Recently, we shared a number of NAQs—Never Asked Questions—relating to our AV products. NAQs are the opposite of Frequently Asked Questions (FAQs); not only do they almost never get asked, but they are questions we wish we’d hear more often. You can click here to read that post. For this post, we’ve asked our shade sales and technical staff to chime in with a few NAQs for window shades they’d like to be asked more often.
What is a motor test cable?
In general, this is a cable with a three-prong plug at one end that goes into an outlet. At the other end there are four wires—red, green, black, and white—with alligator clips. These are used for attaching the test cable to the motor pigtails. It also has a three-position switch for operating the shade motor up and down. If the motor has an M12 or Anderson connector on it, then a five-foot matching junction box lead is available.
Can both sides of a mesh shade be printed with graphics?
Yes, definitely! If you plan to print on both sides of the mesh, however, the second image needs to be a mirror image of the first. Otherwise, the two images will clash and make it hard to discern details on either side. Printing on both sides of a mesh fabric works best with graphics only, without text or logos.
Is this accessory compatible with that product?
Draper sells several “accessories” for various shade products. These accessories are not engineered to work with every single Draper shade product. Often, a dealer will buy one without realizing that it is not a compatible, out-of-the-box solution. For example, we sell 2-½” U channels, either full length or in cut-to-size pieces. They are sometimes purchased with the idea that they are like a LightBloc system, which is engineered to fit together and function as a single unit. But the U-channels are not a system solution—and will not provide the same blackout function.
The same can sometimes happen with cable guides. Our best advice is to never order any accessory until you’ve confirmed it will work with the product you have in mind.
Can people see in through this shade fabric?
I want a shade and a fabric where I can see out but they cannot see in. As we know, there isn’t a fabric where you can do this. If the fabric is open, there is no way to prevent someone from seeing through the fabric. Easiest way to think about this is you can see out more clearly to the side where the light is….so during the day when the sun is out a person from inside the building will be able to see out better, and vice versa at night if lights are on in the building/house then people would be able to see better. Only way to get total privacy is to go with a blackout, or with a dual roller shade that has both blackout and mesh fabrics.
The paperwork with my bead chain clutch shade calls out an “Owl Clip.” What is that and why would I need it?
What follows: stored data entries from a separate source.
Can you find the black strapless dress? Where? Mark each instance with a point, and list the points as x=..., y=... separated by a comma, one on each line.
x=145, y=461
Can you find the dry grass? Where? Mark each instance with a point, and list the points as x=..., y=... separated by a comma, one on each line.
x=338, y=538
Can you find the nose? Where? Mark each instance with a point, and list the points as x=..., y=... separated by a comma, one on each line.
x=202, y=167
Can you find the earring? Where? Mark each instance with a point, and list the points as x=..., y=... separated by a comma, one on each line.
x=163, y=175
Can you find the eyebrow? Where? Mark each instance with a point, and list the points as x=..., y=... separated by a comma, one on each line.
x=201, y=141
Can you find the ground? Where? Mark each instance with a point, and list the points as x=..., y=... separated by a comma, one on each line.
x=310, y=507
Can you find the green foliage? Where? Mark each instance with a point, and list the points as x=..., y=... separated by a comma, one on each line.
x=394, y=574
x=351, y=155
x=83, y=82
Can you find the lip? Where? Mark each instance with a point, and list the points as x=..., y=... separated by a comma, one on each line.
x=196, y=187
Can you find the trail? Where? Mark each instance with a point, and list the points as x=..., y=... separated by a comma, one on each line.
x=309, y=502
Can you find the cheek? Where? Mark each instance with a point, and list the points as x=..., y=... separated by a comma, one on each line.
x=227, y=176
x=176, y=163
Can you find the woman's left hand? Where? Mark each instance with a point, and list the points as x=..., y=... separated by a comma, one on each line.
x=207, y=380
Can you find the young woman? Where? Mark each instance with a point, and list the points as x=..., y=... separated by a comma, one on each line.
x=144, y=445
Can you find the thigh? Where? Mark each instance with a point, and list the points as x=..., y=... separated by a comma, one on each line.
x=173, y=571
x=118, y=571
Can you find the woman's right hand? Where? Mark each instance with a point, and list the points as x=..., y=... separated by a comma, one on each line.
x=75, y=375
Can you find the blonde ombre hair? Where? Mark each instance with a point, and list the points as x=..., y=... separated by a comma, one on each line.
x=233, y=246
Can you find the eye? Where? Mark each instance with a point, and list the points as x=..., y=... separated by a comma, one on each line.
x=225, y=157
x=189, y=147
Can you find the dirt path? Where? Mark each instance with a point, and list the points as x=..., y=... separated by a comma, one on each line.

The “Owl Clip” mentioned in your paperwork is also known as a “Spring-Loaded Tensioner.” If our interior clutch-operated roller shades are installed where it’s reasonable to foresee that young children will be present, then our product needs to comply with ANSI/WCMA A100.1. That’s what the Owl Clip is for. If it’s installed properly, the tension device prevents the creation of a hazardous loop and will maintain tension on the bead chain, so kids can’t stick their heads into the bead chain loop. If the tension device is not installed properly, or becomes unattached from the mounting surface, the shade will be rendered partially inoperable.